In the next chapter, the report turns to an evaluation of a potential policy tool that can take advantage of the diversity in rent-controlled units to create affordable housing units, especially in parts of the city where it has been extremely difficult to produce publicly subsidized housing.


You’ve reached the end of Chapter 4.

<< Back: Chapter 3         |          Next: Chapter 5 >>

Or return to the main publication page.


Notes

[1] Sayin Taylor, “Taking Stock of the District’s Housing Stock.”

[2] Information on the incomes of renters in each apartment building is not available. For this exercise, researchers instead used the renter income that prevailed in the same census tract as each apartment building.

[3] In this exercise, researchers correlate renter incomes in each census tract to the median rents that prevailed across all rental apartments in that census tract.

[4] This is partly because the shadow rental market has a larger footprint than rent-controlled units: We could find shadow rental market units in 170 of the 177 census tracts in the District, but only 143 tracts have rental apartments under rent-control. There is also more variety in quality, allowing a greater rent variation.

[5] Yesim Sayin Taylor, “Tax Practices That Amplify Racial Inequities: Property Tax Treatment of Owner-Occupied Housing,” (D.C. Policy Center, 2018).”

[6] Using a Wilcoxon-Mann-Whitney test, we find that this difference in median tenancy between tracts with under 25 percent and over 75 percent of their housing comprised of rent-controlled units, is statistically significant at the 5-percent level, but not at the 1-percent level.

[7] Similarly, this difference is statistically significant at the 5 percent level, but not at the 1 percent level.

[8] While Figure 25 shows that renters who moved into their unit between 2000 and 2009 are 6 percentage points more likely to still be in the same unit if their neighborhood is mostly made up of rentals, this difference is not statistically significant.

[9] To clarify, the term here refers to nonwhite population following how the U.S. Census Bureau uses the term. In the District, there is no majority population by race or ethnicity.

[10] This is a comparison of the single-year population estimate from ACS in 2010 (309,221 +/-0.4%) to the single-year population estimate for 2018 (319,777+/-0.6)

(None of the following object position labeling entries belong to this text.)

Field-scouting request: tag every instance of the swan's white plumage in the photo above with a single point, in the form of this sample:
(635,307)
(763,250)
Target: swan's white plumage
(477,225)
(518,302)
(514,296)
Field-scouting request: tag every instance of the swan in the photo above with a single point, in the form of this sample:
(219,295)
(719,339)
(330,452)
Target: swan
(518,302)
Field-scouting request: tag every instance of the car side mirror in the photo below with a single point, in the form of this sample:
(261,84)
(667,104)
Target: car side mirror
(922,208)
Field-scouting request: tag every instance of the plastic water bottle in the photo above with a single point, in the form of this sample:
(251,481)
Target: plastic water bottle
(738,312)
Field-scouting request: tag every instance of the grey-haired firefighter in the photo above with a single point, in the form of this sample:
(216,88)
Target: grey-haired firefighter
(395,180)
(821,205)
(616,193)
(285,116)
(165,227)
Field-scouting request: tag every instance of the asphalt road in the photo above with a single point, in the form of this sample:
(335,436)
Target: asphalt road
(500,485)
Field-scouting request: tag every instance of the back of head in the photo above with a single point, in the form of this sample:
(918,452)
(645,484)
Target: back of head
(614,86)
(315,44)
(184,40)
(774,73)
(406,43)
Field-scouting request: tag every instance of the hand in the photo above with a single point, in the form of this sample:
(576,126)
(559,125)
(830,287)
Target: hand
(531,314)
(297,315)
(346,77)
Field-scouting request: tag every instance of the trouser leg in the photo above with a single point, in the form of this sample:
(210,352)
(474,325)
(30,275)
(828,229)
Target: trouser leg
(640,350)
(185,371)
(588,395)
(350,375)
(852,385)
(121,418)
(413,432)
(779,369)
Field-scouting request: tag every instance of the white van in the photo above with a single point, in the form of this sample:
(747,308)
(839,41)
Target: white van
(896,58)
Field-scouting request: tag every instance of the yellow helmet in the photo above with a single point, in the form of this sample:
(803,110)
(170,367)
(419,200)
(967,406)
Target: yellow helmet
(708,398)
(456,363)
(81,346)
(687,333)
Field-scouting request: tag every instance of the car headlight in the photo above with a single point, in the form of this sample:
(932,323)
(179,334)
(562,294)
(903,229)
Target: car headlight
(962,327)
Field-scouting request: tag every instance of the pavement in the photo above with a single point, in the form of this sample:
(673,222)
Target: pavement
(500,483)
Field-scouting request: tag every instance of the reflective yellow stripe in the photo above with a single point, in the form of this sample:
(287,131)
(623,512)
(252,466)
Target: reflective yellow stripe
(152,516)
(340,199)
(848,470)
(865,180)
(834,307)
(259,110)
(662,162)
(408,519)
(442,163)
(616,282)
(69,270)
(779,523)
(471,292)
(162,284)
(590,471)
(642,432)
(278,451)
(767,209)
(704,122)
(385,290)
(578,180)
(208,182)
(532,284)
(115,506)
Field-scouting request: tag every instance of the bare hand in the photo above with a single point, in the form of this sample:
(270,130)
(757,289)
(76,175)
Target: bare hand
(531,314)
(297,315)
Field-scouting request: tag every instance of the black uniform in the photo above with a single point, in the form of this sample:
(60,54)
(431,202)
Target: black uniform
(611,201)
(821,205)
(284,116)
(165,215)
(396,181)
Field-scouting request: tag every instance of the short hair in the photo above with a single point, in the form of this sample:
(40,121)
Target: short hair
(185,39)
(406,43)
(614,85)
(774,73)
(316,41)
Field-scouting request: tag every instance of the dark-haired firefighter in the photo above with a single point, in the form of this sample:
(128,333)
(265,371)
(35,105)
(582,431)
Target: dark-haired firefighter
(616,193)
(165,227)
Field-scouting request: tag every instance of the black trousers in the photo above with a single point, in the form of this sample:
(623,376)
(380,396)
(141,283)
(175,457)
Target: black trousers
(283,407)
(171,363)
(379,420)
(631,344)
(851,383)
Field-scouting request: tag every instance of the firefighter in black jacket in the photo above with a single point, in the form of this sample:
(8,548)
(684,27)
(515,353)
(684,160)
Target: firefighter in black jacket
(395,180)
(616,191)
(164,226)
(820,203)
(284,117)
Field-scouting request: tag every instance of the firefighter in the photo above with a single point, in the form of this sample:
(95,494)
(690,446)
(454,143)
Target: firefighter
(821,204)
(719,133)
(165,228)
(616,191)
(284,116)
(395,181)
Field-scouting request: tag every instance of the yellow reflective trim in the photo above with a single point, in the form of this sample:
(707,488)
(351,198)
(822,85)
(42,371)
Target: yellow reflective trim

[11] This estimate is statistically significant at 0.1 percent. The model suggests that the variation in the share of rent-controlled units can explain about 10 percent of the variation in the change in the share of minorities.

[12] It should be noted that rent-controlled units are prominent in some neighborhoods where the share of monitories has been historically low. The model presented here is giving greater weight to these neighborhoods.

[13] The relationship between the share of all rentals in the entire housing stock and the change in the share of minorities is still positive, but not statistically significant; the sign switches for owner-occupied housing, but the model, similarly, lacks explanatory power.